Perciò, colui il quale riesce a liberarsi dall’illusione della realtà sensibile e a cogliere, al di sotto di essa, l’immutabile ed eterno splendore dell’Essere, trova anche, automaticamente, la suprema consapevolezza e la suprema beatitudine. Ed è così che, cercando la verità, egli riceve in premio anche la felicità: felicità piena e perfetta, che nulla e nessuno potranno strappargli.
Tale è anche il sorriso del Buddha.
È il sorriso, unico e inimitabile, di colui il quale, dopo aver molto cercato e lottato, ha scoperto che la verità si trova allorquando ci si lascia trasportare, con piena fiducia e con totale abbandono, dalla corrente dell’Essere, come dalle acque cristalline di un ampio fiume che corre maestoso verso la pace del mare.
Il nostro errore è quello di volerci aggrappare. Ci vogliamo aggrappare alle cose, alle emozioni, ai sentimenti, ai pensieri; alle paure e alle speranze, agli odî e agli amori: ciecamente, testardamente, come le foglie di un albero che, in autunno, non vogliano cedere al soffio del vento. Tremiamo di spavento al pensiero del vento che ci porterà via; puntiamo i piedi e ripetiamo, disperatamente, istericamente: «Io, io, io, io, io».

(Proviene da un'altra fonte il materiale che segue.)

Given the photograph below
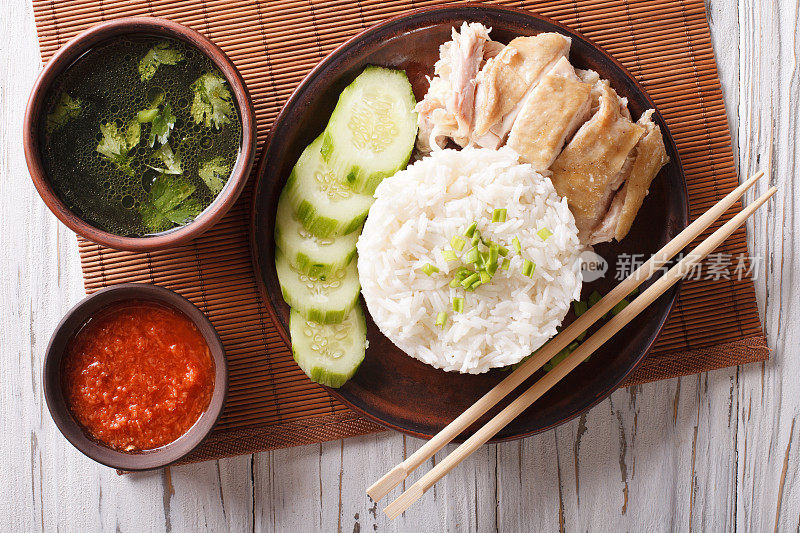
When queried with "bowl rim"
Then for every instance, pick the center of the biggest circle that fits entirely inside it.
(354, 42)
(74, 320)
(65, 57)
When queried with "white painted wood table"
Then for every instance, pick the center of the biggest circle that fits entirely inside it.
(717, 451)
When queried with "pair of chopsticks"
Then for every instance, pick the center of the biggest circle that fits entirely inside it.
(558, 343)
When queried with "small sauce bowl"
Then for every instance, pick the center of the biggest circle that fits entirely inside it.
(65, 57)
(74, 320)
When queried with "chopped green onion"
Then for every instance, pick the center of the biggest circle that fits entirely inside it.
(499, 215)
(429, 269)
(471, 256)
(594, 298)
(527, 267)
(476, 238)
(494, 253)
(580, 307)
(617, 309)
(469, 280)
(517, 245)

Dobbiamo liberarci dalla paura; dobbiamo aprire le mani, che ora stringiamo a pugno per afferrare le cose e per afferrarci ad esse: e lasciarci condurre dalla corrente. Lievemente, dolcemente, senza movimenti convulsi.
Scopriremo che tutto diventa più facile; e impareremo a sorridere. A sorridere veramente: non di questa o quella cosa, illusoria e transitoria, ma della nostra identità con il Tutto, sorgente perenne e gioiosa di luce, di pace e di consapevolezza.
Sarà il sorriso della liberazione e dell’amore disinteressato.
Sarà un riflesso del sorriso stesso di Dio.